SIMEONIDES et al.
v.
ZERVIS.
44813.
Court of Appeals of Georgia.
Argued October 6, 1969. Decided December 5, 1969. Rehearing Denied December 19, 1969.*884 Adams, Adams, Brennan & Gardner, Edward T. Brennan, for appellants.
Freedman, Haslam & Weiner, Aron G. Weiner, for appellee.
BELL, Chief Judge.
1. The appellee was born while his mother was lawfully married to George Zervis. This raises a strong presumption that appellee is the legitimate son of Zervis; but this presumption is rebuttable. Code § 74-101; Wright v. Hicks, 15 Ga. 160; Ellis v. Woods, 214 Ga. 105, 108 (103 SE2d 297). "When sexual intercourse is once proved, nothing short of impossibility in such case, should impugn the legitimacy of the offspring. But where sexual intercourse is presumed, merely from the propinquity of the parties, slighter proof is required to repel the presumption of paternity." Wright v. Hicks, (9) supra. The appellants, who have the burden of proof on summary judgment, have submitted no evidence that at or near the time of appellee's conception, his mother and his presumptive father in fact engaged in sexual intercourse so as to require application of the harsher rule of impossibility to rebut the presumption of legitimacy. The fact that four other children previously were born of this marriage shows no more than a presumption of sexual intercourse between the parties and a lesser degree of proof is required to rebut paternity. The declarations of the deceased made prior to this controversy are admissible on this issue. Estill v. Estill, 149 Ga. 384 (2) (100 S.E. 365). Consequently, a genuine issue of material fact is present for resolution by a jury, and appellants are not entitled to summary judgment. This holding is not in conflict with Sullivan v. Hugly, 32 Ga. 316. In that case a jury found in favor of the presumption of legitimacy where the evidence was conflicting. The court in passing on the sufficiency of the evidence stated it would not disturb the verdict since a case of plain impossibility was not demanded by the evidence.

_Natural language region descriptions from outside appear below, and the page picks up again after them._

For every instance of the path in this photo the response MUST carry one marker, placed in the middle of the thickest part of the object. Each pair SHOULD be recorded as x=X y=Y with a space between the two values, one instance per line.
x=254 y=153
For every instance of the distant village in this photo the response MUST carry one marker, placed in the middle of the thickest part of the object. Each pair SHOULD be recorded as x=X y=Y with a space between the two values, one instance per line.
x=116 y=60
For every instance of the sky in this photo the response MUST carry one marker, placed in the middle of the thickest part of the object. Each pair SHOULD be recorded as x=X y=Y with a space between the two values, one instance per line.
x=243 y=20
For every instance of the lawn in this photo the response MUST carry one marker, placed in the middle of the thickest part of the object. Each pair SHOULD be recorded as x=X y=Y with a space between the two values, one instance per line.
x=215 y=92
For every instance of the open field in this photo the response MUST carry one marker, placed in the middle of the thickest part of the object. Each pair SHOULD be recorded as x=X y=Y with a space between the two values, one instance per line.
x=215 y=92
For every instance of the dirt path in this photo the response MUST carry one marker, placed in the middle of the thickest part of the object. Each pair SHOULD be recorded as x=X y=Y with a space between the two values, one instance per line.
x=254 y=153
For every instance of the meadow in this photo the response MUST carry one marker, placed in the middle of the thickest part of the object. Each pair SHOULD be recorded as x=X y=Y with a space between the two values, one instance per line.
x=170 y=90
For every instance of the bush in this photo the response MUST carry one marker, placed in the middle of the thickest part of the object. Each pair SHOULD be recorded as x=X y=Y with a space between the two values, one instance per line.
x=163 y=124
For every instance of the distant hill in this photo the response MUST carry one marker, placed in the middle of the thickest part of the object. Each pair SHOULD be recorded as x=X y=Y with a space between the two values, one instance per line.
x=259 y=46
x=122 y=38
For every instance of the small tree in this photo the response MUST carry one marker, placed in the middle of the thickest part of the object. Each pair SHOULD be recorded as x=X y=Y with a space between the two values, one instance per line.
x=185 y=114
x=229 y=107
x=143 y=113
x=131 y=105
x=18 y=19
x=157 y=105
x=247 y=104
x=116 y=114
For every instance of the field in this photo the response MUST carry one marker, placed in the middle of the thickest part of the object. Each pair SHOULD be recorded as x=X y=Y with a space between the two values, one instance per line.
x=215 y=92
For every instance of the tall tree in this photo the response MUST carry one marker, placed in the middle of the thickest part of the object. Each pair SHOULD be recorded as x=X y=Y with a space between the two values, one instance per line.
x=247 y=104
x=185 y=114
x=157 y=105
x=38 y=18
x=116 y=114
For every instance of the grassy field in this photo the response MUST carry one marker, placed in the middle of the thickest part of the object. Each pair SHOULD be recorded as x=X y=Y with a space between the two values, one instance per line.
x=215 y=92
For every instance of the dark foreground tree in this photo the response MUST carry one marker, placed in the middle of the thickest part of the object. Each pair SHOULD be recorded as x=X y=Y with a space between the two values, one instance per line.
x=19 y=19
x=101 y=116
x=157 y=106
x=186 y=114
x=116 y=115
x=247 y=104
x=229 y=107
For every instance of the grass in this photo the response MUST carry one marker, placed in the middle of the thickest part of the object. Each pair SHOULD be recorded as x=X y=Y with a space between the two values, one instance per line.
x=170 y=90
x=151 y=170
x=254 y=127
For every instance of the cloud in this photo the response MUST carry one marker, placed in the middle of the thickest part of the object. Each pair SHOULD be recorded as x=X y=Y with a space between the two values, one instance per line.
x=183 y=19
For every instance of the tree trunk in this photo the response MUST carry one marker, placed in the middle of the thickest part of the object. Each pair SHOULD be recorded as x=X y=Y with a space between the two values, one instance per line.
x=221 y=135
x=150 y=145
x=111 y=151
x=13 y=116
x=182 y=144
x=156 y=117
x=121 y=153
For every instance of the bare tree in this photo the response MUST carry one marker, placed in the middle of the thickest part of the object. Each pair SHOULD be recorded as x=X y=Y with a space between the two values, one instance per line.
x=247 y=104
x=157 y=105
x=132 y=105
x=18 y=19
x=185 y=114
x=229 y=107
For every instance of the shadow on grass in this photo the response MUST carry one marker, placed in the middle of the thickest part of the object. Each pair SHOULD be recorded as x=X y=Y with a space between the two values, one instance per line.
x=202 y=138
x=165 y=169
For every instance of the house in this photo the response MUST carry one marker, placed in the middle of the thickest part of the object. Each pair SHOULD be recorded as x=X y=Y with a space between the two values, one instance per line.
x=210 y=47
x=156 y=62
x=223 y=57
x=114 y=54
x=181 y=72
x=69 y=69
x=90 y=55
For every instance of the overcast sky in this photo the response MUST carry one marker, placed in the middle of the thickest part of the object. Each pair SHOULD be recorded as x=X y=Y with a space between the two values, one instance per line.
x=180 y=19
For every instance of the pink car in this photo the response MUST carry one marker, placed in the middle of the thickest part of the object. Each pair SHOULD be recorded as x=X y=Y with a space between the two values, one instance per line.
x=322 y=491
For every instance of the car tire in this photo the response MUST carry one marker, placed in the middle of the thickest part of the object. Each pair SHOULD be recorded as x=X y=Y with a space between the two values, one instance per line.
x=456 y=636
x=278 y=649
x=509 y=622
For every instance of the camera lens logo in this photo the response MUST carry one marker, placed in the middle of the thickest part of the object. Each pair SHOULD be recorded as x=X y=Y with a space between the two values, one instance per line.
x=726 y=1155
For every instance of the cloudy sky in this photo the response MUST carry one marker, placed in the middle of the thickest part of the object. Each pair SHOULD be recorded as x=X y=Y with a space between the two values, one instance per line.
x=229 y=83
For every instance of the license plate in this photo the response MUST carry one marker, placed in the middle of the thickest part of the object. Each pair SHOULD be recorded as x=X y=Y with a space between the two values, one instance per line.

*885 2. There remains an additional issue for resolution. The appellants are admitted nonresident aliens. They are not qualified to be administrators by Code § 113-1203. It is urged that their disqualification to administer by reason of their alienage also deprives them of power as the ostensible heirs at law of the deceased to nominate a qualified resident administrator. Reliance is placed upon subsection 3 of Code § 113-1202 which provides: "If there shall be several of the next of kin equally near in degree, the person selected in writing by a majority of those interested as distributees of the estate, and who are capable of expressing a choice, shall be appointed." This provision has been construed to apply where there is disagreement, which is not present in this case, as to the selection of an administrator among the heirs. Walker v. Rowe, 41 Ga. App. 769 (3b) (154 S.E. 722). The term "capable" to express a choice used in this context applies, we believe, to disability caused by infancy or mental deficiency. See Mattox v. Embry, 131 Ga. 283 (62 S.E. 202); 33 CJS 943, Executors and Administrators, § 44b. There is no express statutory provision which disqualifies an alien heir of the power to nominate an administrator. The Supreme Court in Headman v. Rose, 63 Ga. 458, held that if an heir is disqualified to act as administrator, he is entitled nonetheless to select some qualified person to be appointed. In this connection it is well to consider subsection 6 of Code § 113-1202 which provides that persons entitled to an estate may select a qualified administrator. As the appellants may be entitled to this estate, they are authorized to select an administrator notwithstanding that they are expressly disqualified to take the administration themselves because of their status as nonresident aliens.
Judgment affirmed. Eberhardt and Deen, JJ., concur.